NL/Prabhupada 0277 - Krishna-bewustzijn betekent het hebben van alle soorten kennis



Lecture on BG 7.2 -- San Francisco, September 11, 1968

jñānaṁ te 'haṁ sa-vijñānam
idaṁ vakṣyāmy aśeṣataḥ
yaj jñātvā neha bhūyo 'nyaj
jñātavyam avaśiṣyate
(BG 7.2)

We hebben dit vers besproken, wat is kennis. Kennis betekent hoe dit universum werkt, wat is de werkende kracht, wat is de energie. Net zoals wetenschappers, die onderzoeken verschillende energieën. Net zoals deze aarde zweeft in gewichtsloosheid. Zo'n grote massa van materie met zoveel bergen, zeeën, oceanen, wolkenkrabbers, huizen, steden, dorpen en landen - het zweeft als een katoenen pluisje in de lucht. Dus als iemand begrijpt hoe het zweeft, dat is kennis. Dus Kṛṣṇa-bewustzijn betekent alle soorten kennis hebben. Niet dat wij, Kṛṣṇa-bewuste mensen, meegesleept worden door een of ander sentiment. Nee. We hebben filosofie, wetenschap, theologie, ethiek, zedenleer, alles - alles dat nodig is om te weten in deze menselijke levensvorm. Dus Kṛṣṇa zegt: "Ik zal je alles over kennis vertellen." Dus dit is Kṛṣṇa-bewustzijn. Een Kṛṣṇa-bewust persoon zou niet dom moeten zijn. Als hij moet uitleggen hoe deze planeten in het universum zweven, hoe dit menselijk lichaam rouleert, hoe veel levenssoorten, hoe ze evolueren ... Dit is allemaal wetenschappelijke kennis. Natuurkunde, plantkunde, scheikunde, astronomie, alles. Daarom zegt Kṛṣṇa: yaj jñātvā, als je deze kennis begrijpt, Kṛṣṇa-bewustzijn, dan heb je niets meer te weten. Dat betekent dat je complete kennis zal hebben. We hunkeren naar kennis, maar als we kennis van Kṛṣṇa-bewustzijn hebben, als we Kṛṣṇa kennen, dan is alle kennis inbegrepen.

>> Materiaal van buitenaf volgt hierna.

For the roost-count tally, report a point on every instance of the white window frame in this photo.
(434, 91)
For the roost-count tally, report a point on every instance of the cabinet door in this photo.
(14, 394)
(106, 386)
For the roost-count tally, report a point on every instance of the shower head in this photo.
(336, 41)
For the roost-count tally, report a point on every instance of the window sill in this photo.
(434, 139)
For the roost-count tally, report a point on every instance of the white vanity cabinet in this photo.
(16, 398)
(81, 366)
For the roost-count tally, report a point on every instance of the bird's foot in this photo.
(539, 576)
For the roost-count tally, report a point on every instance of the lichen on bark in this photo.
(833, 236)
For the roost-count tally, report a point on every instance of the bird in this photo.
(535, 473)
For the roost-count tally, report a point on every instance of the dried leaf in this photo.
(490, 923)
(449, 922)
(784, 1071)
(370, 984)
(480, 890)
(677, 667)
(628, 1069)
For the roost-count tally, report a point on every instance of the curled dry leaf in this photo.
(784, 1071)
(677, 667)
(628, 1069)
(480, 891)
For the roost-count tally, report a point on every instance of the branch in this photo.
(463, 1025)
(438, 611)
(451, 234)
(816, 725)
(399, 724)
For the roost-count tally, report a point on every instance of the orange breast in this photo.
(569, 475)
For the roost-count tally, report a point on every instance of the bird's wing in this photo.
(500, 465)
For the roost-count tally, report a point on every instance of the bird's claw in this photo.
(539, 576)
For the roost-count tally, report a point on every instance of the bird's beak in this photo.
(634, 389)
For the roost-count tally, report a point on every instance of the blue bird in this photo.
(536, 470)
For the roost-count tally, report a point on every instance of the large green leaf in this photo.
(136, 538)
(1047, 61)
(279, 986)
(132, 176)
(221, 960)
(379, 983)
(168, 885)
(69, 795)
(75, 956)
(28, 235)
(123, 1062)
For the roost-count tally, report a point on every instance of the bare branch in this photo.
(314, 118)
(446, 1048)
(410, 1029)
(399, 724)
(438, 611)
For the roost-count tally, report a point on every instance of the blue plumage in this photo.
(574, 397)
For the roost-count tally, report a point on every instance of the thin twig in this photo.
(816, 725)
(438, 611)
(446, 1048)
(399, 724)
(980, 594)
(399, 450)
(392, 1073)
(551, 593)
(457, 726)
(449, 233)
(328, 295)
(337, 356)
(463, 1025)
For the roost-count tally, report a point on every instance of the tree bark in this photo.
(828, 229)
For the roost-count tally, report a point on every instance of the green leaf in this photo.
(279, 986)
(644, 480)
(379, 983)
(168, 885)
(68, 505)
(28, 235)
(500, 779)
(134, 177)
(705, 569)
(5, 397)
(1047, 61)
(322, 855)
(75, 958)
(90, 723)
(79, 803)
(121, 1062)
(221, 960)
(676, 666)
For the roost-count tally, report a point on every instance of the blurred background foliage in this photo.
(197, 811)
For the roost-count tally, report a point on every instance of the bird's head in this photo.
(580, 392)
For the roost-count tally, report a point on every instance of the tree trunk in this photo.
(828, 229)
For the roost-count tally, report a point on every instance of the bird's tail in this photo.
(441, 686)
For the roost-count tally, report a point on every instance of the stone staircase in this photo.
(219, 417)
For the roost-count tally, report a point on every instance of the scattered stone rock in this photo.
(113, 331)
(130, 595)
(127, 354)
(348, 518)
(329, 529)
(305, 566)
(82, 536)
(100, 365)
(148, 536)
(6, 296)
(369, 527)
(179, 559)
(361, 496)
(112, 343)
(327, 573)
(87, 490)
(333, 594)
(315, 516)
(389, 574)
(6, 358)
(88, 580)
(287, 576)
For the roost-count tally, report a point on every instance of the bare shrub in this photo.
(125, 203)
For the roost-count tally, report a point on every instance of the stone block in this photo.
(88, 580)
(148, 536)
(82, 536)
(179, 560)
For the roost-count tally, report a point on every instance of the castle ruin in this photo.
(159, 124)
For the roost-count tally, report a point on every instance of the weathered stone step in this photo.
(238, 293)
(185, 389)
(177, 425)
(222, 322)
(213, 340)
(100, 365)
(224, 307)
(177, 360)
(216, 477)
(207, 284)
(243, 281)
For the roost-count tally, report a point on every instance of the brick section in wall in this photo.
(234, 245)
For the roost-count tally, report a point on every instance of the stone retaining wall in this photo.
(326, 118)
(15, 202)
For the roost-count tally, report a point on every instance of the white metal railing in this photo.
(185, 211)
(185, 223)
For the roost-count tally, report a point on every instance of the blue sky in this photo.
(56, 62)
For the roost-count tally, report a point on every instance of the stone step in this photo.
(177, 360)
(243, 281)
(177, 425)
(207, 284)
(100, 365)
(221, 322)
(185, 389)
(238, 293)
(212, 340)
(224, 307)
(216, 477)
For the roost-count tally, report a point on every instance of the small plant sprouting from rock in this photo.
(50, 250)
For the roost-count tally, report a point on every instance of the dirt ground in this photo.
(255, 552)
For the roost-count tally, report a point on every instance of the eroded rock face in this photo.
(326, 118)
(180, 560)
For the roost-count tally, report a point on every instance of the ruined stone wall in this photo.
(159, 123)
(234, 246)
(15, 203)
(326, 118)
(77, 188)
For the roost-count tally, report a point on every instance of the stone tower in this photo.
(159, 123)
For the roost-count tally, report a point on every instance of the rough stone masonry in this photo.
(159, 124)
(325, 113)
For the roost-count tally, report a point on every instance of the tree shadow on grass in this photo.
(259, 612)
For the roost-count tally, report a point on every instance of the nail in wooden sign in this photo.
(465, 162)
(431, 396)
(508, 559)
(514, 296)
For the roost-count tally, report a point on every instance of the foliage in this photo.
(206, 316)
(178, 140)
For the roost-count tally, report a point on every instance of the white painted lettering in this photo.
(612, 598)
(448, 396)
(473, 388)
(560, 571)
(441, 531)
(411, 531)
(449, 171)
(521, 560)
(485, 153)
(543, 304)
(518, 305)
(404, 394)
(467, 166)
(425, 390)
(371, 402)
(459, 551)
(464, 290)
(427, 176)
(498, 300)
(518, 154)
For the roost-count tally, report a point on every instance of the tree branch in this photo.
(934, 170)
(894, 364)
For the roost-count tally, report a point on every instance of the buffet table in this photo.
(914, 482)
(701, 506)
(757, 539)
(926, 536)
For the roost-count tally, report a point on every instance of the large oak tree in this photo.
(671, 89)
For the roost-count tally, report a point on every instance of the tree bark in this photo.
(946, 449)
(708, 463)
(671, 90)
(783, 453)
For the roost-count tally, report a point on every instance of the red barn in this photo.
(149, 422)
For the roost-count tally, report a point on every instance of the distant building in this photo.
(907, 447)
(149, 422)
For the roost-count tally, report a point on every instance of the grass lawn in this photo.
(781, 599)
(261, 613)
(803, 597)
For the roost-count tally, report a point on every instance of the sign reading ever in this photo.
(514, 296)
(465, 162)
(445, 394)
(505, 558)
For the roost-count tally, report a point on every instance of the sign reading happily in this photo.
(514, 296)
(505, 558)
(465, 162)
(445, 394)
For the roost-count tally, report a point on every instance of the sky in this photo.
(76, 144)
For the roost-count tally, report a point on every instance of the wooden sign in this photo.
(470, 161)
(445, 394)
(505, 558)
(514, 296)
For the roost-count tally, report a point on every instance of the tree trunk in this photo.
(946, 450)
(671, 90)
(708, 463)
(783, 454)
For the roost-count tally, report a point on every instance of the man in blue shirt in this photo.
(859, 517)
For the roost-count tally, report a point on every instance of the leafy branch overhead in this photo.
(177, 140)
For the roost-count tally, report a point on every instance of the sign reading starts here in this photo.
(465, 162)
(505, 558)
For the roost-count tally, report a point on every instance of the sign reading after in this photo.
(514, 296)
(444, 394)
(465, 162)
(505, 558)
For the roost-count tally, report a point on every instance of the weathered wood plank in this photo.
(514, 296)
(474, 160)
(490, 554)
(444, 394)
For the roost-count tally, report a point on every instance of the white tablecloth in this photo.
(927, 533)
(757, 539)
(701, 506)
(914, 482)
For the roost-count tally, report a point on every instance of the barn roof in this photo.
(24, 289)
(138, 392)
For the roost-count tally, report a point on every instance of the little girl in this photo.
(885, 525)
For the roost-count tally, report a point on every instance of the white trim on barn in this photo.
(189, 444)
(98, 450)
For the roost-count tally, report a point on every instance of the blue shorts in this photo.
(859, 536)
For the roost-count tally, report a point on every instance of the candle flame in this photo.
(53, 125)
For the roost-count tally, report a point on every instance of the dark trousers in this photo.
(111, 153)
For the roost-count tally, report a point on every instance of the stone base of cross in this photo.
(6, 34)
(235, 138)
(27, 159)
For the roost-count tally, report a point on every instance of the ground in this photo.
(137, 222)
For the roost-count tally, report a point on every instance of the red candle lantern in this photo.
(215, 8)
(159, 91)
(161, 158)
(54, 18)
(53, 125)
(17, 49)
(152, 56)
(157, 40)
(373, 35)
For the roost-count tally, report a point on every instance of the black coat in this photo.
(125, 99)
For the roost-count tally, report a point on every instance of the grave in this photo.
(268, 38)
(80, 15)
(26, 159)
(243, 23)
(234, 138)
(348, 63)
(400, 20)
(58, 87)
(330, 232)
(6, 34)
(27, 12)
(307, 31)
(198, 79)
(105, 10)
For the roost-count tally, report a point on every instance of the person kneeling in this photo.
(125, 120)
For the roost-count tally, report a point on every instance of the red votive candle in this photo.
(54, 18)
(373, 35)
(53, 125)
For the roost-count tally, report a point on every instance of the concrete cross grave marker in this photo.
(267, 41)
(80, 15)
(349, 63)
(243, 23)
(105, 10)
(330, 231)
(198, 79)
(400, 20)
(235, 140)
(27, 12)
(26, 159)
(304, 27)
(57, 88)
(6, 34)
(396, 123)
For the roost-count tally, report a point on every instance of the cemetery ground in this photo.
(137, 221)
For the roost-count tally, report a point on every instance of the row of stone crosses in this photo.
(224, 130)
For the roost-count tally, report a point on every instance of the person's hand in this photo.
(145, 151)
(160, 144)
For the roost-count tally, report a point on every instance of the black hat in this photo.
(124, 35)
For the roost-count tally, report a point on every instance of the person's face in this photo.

Dus tac-chakti viṣaya vivikta-svarūpa viṣayakaṁ jñānam. Je zal volledige kennis hebben van de constitutionele positie van jezelf, deze materiële wereld, de spirituele wereld, God, onze onderlinge relatie, tijd, ruimte, alles. Er zijn veel dingen die gekend kunnen worden, maar het belangrijkste ding is dat de ... God, de levende wezens, tijd, werk en deze materiële energie. Deze vijf dingen moeten worden gekend. Je kan niet ontkennen dat; "Er is geen God." God is de allerhoogste bestuurder. Je kan niet zeggen dat je niet bestuurd wordt. Er is een bestuurder. Net zoals in de staat, je kan niet zeggen dat er geen bestuurder is. Er is een bestuurder. In elke straat en in elk huis is er bestuur, controle door de overheid. Bijvoorbeeld deze winkel, hier is ook controle door de overheid. De winkel moet op deze manier gebouwd worden, je mag er niet wonen. Als het een woonhuis is; de brand preventie moet zo zijn. Er is controle. Zelfs als je op straat loopt of als je auto rijdt is er controle; houd rechts. Je kan niet oversteken waar "Stop" staat. Je moet stoppen. Dus op elke manier sta je onder controle. Dus is er een bestuurder. En de allerhoogste bestuurder is Kṛṣṇa. Er is een bestuurder boven een andere bestuurder. Als je doorgaat met uitzoeken wie de ultieme bestuurder is dan zal je Kṛṣṇa vinden. Sarva-kāraṇa-kāraṇam (Bs. 5.1). De Brahma-saṁhitā bevestigt; īśvaraḥ paramaḥ, de allerhoogste bestuurder is Kṛṣṇa. Īśvaraḥ paramaḥ kṛṣṇaḥ (Bs. 5.1). Īśvaraḥ betekent bestuurder. Dus we moeten kennis krijgen van deze bestuurder, hoe Hij bestuurt. Dus jñānaṁ vijñānaṁ te sahitam. Niet alleen de bestuurder kennen, maar weten hoe hij bestuurt, hoeveel energieën de bestuurder heeft, en hoe Hij degene is die bestuurt - dat is vijñānam. Dus jñānaṁ vijñānaṁ te nate tubhyāṁ prapannāya aśeṣataḥ.